I had imagined that by various kinds of decoupling circuit that it might be able to pick up a low current negative voltage at the secondary vibrator contacts which I thought might be present when they open.
Alas, this was not to be so. I considered a split reed vibrator, but I did not have a UX 7 pin socket that would replace the original 6 pin one without modification. I thought of a valve to rectify the AC from the transformer, but the problem here was the set would be deprived of bias until such a valve warmed up.
So, I took the easy way out and used silicon diodes for both B+ and C-. It was not possible to retain the synchronous rectification provided by the vibrator, because to do so requires the secondary winding centre tap to be the positive output. This prevents a simple rectifier being used to obtain a negative voltage from the outer connections. I used some late 1950's diodes. The vibrator was rewired in non synchronous mode by connecting the primary and secondary contacts in parallel.
A simple half wave rectifier using a 1N3194 diode is used to rectify the 140V AC present at the transformer secondary. This is divided down and regulated by an 82K resistor and 18V zener diode. With a 25K pot across the zener diode, any C- voltage from 0 to -18V can be obtained.
This side shows the filter choke and transformer. One of the 8uF electrolytics is visible.
For the Reknown Special 3, the heater requirements are 4V at about 180mA. Again, the easiest way to get this is with a resistor. Because the A current can vary due the rheostats, it is possible the valves could be damaged under some conditions. If the rheostats are adjusted to drop filament voltage, the A+ would actually rise and this would be exposed to the other valve filaments in the circuit. Also, it must be realised that the house supply can vary anywhere between 11 and 15V. Given the fragile filaments of the valves, plus the fact the gain would change with filament voltage variation, it is obvious the A+ must be regulated. Here, a 4.7V 10W zener diode provides that function. The 20R resistor is the highest practical value that will maintain 4.7V on the output with the supply input at 11V. The 20W rating is overkill, but such a resistor was easily mounted on the chassis. Incidentally, if reverse polarity is fed into the unit, the zener diode will be fully biassed on and there will be only about 700mV on the A supply. No damage will occur. The inverter, now with the vibrator wired in non synchronous mode, does not care about input polarity. However, with polarised plugs and sockets, this scenario is extremely unlikely.
To the left is the A+ dropper resistor and zener diodes. In the middle are the RF filtering components, including the circular RFC. At the right is the vibrator and rectifier circuitry.

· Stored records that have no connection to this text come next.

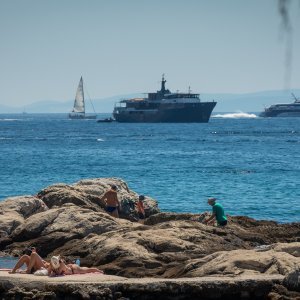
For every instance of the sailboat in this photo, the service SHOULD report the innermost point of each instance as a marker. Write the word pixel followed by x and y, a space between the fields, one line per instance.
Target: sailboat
pixel 78 111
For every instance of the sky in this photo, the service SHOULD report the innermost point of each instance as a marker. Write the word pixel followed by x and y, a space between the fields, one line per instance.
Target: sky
pixel 124 46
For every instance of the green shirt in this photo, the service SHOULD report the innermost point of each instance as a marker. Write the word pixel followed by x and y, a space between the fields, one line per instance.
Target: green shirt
pixel 218 211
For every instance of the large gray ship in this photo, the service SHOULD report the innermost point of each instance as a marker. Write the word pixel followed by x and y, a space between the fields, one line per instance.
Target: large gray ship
pixel 164 106
pixel 283 110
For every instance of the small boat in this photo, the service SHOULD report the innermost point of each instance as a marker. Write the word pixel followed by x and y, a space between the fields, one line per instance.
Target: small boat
pixel 78 111
pixel 106 120
pixel 283 109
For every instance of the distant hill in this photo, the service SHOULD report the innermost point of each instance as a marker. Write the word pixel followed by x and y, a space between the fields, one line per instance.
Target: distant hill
pixel 251 102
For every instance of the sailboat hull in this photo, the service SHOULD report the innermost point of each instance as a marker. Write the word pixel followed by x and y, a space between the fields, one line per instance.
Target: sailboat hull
pixel 78 112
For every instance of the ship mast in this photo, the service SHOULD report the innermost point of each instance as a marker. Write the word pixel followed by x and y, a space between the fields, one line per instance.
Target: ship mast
pixel 163 82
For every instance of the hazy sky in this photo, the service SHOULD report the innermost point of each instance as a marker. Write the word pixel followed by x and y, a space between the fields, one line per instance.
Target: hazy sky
pixel 123 47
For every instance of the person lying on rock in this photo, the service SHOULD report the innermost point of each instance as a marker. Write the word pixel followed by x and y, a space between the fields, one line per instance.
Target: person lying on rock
pixel 58 267
pixel 217 213
pixel 32 261
pixel 111 201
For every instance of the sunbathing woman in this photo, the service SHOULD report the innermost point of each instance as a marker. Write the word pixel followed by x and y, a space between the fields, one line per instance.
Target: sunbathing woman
pixel 58 267
pixel 32 261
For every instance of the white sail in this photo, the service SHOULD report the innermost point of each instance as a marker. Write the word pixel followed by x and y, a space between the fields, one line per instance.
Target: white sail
pixel 79 99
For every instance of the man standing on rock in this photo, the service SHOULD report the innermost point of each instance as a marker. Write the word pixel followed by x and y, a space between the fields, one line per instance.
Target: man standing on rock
pixel 111 201
pixel 217 213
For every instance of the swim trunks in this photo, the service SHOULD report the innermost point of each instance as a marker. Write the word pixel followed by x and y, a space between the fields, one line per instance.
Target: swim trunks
pixel 141 216
pixel 111 208
pixel 223 223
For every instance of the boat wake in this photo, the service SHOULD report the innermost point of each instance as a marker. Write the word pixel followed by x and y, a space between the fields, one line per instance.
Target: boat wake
pixel 237 115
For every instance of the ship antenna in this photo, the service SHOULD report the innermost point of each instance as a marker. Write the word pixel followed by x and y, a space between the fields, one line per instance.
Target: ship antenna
pixel 296 99
pixel 163 81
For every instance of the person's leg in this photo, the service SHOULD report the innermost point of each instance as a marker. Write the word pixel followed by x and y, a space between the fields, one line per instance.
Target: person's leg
pixel 35 263
pixel 115 213
pixel 84 270
pixel 25 259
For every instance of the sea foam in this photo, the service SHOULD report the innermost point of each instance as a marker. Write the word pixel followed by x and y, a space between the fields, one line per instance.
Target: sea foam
pixel 236 115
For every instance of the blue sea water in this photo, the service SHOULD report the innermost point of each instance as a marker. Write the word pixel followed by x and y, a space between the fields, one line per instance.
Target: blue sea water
pixel 252 165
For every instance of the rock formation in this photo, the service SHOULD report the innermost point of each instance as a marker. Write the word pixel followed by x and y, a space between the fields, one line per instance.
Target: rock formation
pixel 70 220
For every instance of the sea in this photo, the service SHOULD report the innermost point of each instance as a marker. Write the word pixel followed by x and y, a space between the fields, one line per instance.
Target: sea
pixel 250 164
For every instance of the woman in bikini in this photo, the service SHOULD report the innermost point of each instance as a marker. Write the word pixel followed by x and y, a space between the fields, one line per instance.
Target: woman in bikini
pixel 58 267
pixel 32 261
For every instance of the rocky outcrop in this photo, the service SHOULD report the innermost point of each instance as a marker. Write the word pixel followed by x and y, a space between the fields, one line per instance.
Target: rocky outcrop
pixel 110 288
pixel 70 220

The use of a 4.7V zener diode to create a 4V supply might cause question. In reality, zener diodes have tolerances, and are not perfect regulators. The actual voltage will depend on the current to a small degree. As it happens, with the current from the 20R resistor, the voltage developed across the particular zener diode used is just over 4V. By the time it reaches the valve filaments through the wiring and rheostats, it is so close to 4V it doesn't matter. The low internal resistance of the zener diode means that any further filtering was not found to be necessary, despite the directly heated filaments.
Back of unit shows the terminals and bias control pot. This has a cap over it to prevent accidental adjustment. Instead of multiple boxes, the wiring harness from the radio converges just on this one box.
The new battery eliminator works as well as it was hoped it would. No RFI problems are evident, and it is mostly immune to supply voltage variations. It is certainly no worse than when the unregulated mains supply was used. With the current draw of only around 1A, it is perfectly satisfactory to run it all day if desired without running down the house batteries. My Reknown Special 3 is probably the only 1920's coffin set in the world running on solar power!